Zaid Ali Khadim was admitted a few months ago for the treatment of Fanconi Anaemia, a sort of inherited bone-marrow failure syndrome in which his body was not producing red cells, white cells and platelets, said doctors in the latest health bulletin issued on Wedneday.
His elder brother was also suffering from similar problem but died of intracranial bleed few years ago.
Khadim was referred to Artemis Hospital for the treatment, but he did not have any matched sibling donor on Human Leukocyte Antigen or any unrelated donor.
The team of doctors attending to the case was headed by Vikas Dua, Consultant, Paediatric Bone Marrow Transplant (BMT).
“Dr. Dua and his team took it as a challenge and decided to conduct a Haplo-identical Stem Cell Transplant (half matched transplant) with 45-year-old father being the donor. The transplant went off well and the patient is recovering well now post six months of the transplant,” senior consultant Nava Baro said.
Fanconi Anaemia is a rare disease – a kind of inherited bone marrow failure syndrome where the body of the patient does not make red blood cells and the patient requires monthly blood transfusion.

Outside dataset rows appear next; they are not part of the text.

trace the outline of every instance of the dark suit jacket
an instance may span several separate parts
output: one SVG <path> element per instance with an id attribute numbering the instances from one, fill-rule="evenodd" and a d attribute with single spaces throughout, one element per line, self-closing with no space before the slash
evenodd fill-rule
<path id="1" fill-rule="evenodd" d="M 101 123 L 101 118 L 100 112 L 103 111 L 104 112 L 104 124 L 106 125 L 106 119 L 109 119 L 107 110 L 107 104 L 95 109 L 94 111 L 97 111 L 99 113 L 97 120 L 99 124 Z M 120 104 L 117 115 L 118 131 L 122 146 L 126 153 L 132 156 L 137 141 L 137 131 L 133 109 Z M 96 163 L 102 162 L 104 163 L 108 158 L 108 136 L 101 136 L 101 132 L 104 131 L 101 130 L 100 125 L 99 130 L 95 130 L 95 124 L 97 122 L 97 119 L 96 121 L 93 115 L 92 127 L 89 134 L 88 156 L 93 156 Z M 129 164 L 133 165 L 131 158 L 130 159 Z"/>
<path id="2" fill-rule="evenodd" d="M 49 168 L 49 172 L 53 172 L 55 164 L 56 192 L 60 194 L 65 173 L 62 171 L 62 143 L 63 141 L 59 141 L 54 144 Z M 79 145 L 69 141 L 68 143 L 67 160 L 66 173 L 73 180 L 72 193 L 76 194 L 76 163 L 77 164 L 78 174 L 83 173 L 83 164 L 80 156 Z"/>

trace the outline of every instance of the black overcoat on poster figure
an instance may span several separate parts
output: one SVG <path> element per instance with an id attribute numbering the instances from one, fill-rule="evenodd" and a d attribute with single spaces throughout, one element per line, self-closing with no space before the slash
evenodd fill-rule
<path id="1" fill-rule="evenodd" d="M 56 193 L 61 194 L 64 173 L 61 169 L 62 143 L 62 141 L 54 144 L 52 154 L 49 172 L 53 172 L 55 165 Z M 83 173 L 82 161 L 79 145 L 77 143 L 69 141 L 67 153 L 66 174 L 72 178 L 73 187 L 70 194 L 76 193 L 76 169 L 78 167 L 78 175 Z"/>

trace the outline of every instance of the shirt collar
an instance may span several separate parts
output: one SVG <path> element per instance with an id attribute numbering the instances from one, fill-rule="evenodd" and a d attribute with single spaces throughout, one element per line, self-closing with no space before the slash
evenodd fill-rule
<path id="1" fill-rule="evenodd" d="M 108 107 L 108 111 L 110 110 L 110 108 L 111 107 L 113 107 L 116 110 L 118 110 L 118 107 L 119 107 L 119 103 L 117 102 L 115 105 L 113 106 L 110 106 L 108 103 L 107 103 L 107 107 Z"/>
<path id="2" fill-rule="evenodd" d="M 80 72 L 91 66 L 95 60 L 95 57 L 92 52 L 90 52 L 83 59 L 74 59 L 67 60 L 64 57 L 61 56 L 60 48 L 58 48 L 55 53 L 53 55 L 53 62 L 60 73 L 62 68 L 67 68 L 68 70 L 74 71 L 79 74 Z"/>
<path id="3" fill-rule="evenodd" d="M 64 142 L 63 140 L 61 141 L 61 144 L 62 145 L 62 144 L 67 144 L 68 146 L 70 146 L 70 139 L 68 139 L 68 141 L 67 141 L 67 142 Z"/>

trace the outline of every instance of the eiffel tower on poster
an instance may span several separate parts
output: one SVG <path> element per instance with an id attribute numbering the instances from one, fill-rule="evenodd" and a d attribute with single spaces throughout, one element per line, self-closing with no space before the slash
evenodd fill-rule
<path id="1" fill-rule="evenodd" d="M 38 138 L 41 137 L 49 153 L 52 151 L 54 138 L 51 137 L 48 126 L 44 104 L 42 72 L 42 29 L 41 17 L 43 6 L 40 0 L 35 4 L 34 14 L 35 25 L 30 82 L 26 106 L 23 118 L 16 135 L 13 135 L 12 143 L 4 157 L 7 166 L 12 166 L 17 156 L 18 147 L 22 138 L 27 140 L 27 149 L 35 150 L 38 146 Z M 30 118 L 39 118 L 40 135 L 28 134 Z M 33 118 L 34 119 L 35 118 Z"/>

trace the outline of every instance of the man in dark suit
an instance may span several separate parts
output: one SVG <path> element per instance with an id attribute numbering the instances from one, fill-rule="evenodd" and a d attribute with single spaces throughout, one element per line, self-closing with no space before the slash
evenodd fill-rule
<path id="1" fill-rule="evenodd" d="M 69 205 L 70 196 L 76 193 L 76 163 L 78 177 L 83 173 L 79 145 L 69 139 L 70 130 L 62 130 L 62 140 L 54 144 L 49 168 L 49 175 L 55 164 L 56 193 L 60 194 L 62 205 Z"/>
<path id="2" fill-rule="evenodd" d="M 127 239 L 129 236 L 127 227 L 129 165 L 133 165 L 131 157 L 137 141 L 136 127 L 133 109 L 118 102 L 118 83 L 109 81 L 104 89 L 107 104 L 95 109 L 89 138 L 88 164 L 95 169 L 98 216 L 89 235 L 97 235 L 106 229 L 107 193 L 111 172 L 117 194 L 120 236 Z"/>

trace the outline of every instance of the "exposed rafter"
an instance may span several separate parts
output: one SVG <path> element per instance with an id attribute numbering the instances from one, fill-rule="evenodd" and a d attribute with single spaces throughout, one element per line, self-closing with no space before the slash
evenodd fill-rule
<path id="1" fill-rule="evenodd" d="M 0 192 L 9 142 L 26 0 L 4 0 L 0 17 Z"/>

In most of the affected patients, a Bone Marrow Transplant is the only way to cure it. Bone Marrow/Stem cell transplantation involves replacing of diseased blood-forming cells with another person’s healthy stem cells.
“Sadly, it may not be always possible to find a complete matched donor. The success of a transplant depends on various reasons like, how close the match is between child and donor and the patient’s age; matched siblings are best,” Baro said.
However, the chance of a complete match is very minimal.
Dua said, “In the case of Zaid, we decided to go ahead with the transplant as his father being the half-matched donor. We are extremely happy and glad that the transplant went off well and Zaid is recovering well at the moment.”
Fanconi Anaemi is a genetically inherited disease with an incidence of 1 per 350,000 births. It happens due to the genetic defect in a cluster of proteins responsible for DNA repair.
As a result of it, most of the Fanconi Anaemia patients develop cancer and about 90 percent of them develop bone marrow failure by the age of 40.